Solomon, the former Ethiopian-born MK, who is deeply involved in the current protests, said that that the first order of business needs to be to understand why there is so much distrust between the police and his community. The next step would be to create a “working plan” to reduce the discrimination stemming from latent racism that’s deeply entrenched in Israeli society.
“Our problem is that there’s covert racism. Sometimes this covert racism is much worse than open racism,” he said. “A sick person knows he’s sick and gets treated and possibly gets rid of his illness. But a sick person who doesn’t know he’s sick deteriorates and eventually reaches a point of no return.” The key to solving the current crisis, therefore, lies in tackling the sources of covert racism, he said.
The young Israelis who organized Sunday’s demonstration — largely over online social networks — are not centrally organized and therefore have no official leaders to articulate their demands, said Elazar Legesse, of the Israel Association for Ethiopian Jews.
Her organization, however, is calling on the government to implement three immediate steps. First, the police should close all outstanding cases against minors of Ethiopian background accused of violence against a police officer. “A 14-year-old boy or a 17-year-old teenager can hit a policeman? Does that seem logical?” she said. Behind such claims are usually policemen who beat up youths and then open files against them if they respond, she charged.

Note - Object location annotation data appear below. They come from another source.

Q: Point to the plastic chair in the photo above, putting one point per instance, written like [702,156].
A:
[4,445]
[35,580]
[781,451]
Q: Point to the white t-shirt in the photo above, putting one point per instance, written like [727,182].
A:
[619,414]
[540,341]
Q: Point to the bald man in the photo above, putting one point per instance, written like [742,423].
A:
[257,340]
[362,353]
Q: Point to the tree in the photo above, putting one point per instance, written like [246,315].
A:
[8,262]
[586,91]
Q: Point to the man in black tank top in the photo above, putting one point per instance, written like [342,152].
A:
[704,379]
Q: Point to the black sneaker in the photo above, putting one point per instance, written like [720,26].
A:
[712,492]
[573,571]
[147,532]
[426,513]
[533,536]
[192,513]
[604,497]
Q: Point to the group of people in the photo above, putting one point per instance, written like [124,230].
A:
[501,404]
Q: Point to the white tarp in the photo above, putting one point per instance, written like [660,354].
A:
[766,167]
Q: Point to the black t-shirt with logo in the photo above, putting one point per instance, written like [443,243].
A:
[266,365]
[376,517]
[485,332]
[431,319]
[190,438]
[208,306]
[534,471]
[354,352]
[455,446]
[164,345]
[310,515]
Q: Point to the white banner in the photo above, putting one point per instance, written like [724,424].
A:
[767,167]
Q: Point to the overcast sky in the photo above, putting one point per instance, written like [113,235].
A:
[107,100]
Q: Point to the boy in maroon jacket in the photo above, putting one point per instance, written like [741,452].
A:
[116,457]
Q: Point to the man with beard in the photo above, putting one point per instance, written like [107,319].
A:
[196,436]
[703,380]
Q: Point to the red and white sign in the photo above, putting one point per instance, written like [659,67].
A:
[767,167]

Second, the group is calling for a new law that would obligate policemen to carry a camera and document every interaction with civilians. It also demands that all complaints filed by Israeli-Ethiopians with the Israel Police Investigations Unit be reopened. “People don’t complain anymore because they don’t believe it will lead to anything,” Elazar Legesse said.
Lastly, her organization has demanded that any public servant who acts in a racist or violent way, whether teacher or policemen, be suspended until justice is done.
“There is a general atmosphere of violence in Israel that is unacceptable. This needs to stop. This is our home, just like everyone else’s. We’re here and we’re not going anywhere. And we need to live together,” she said.
“If we won’t have a country of citizens that are united, there will be more explosions. The state will explode — for this we don’t need enemies from the outside. We need a dialogue on violence in this country, on how we treat each other. I hope that after everything that occurred last night, this is what’s going to happen now.”